Schaut man auf die Liste der Mitglieder der Arbeitsgruppe, die diese neoliberalen Neustart-Szenarien entworfen hat, so wundert man sich über viele nicht, über manche aber schon. Man erwartet Vertreter der Bertelsmann Stiftung, von Wirtschaftsberatungsgesellschaften und PR-Agenturen bei so einem neoliberalen PR-Projekt, ebenso Journalisten der FAZ und der taz, nicht ganz so sehr vielleicht von Makronom. Kein Wunder auch, dass aus der Politik gleich zwei Grünen-VertreterInnen dabei sind, der Sprecher für Digitalisierung der NRW-Landtagsgrünen und die Landesvorsitzende der Baden-Württemberger Grünen. Noch weniger verwunderlich ist, dass Facebook und Bosch, sowie das Institut der deutschen Wirtschaft dabei sind.

Dabei sind aber auch VertreterInnen der Bundesministerien für Arbeit und für Bildung und Forschung, sowie für Wirtschaft und Energie und der brandenburgischen Staatskanzlei, sowie der Oberbürgermeister von Frankfurt (Oder).

Und was machen die Büroleiterin des DGB-Vorsitzenden, ein Referatsleiter des gewerkschaftlichen Forschungsinstituts IMK und ein Hochschulprofessor aus dem Gewerkschaftsumfeld bei so einer Veranstaltung?

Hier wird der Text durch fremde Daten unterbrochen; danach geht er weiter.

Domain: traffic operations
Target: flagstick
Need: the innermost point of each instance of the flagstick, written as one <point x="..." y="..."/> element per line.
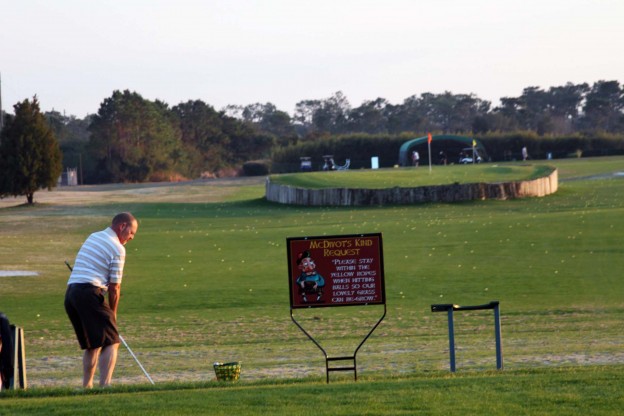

Offenbar reicht es den Gewerkschaftern, dabei sein und die Abschaffung der Schuldenbremse und mehr Investitionen fordern zu dürfen, um sich für diese Propagandaveranstaltung für den neoliberalen Neustart einer Stiftung herzugeben, die auch schon bei der PR-mäßigen Vorbereitung und Begleitung der Hartz-Reformen eine wichtige Rolle gespielt hat.

Stellungnahme des IMK

IMK-Chef Sebeastian Dullien sieht das deutlich anders. Das IMK habe ähnlich wie das Institut der deutschen Wirtschaft das Projekt wissenschaftlich begleitet und beispielsweise bei der Erstellung des gesamtwirtschaftlichen Rahmentableaus zugearbeitet. Weder das IMK noch die Personen, die an dem Prozess beteiligt waren, machten sich die Ergebnisse zu eigen (was auch auf der Website des Projekts mit der Formulierung betont wird: „Das Ergebnis ist ein Gemeinschaftswerk der Teilnehmer:innen was bedeutet, dass sich nicht jede Teilnehmerin und jeder Teilnehmer alle Aussagen zu eigen machen würde.“)

Für Dullien sind solche Dialog-Formate wichtig, um auch über die Lager hinweg ins Gespräch zu kommen. „Wie sonst sollen Arbeitgeber, Gewerkschaften und Politik ins Gespräch kommen, wenn nicht im Dialog?“

Die Handlungsempfehlungen, die sich nach meiner Lesart aus den Szenarien ergeben, liest Dullien in vielen Teilen nicht daraus heraus, etwa „Sozial- und Rentenausgaben zugunsten der Infrastrukturinvestitionen gering [zu] halten“, Unterstützung der Atomkraft, digitale Märkte nicht zu regulieren und „ethische Bedenken zurückzustellen“.  Aus seiner Sicht muss man methodisch  die Szenarien von den Handlungsempfehlungen trennen – was in den Szenarien steht, habe keinen Empfehlungscharakter.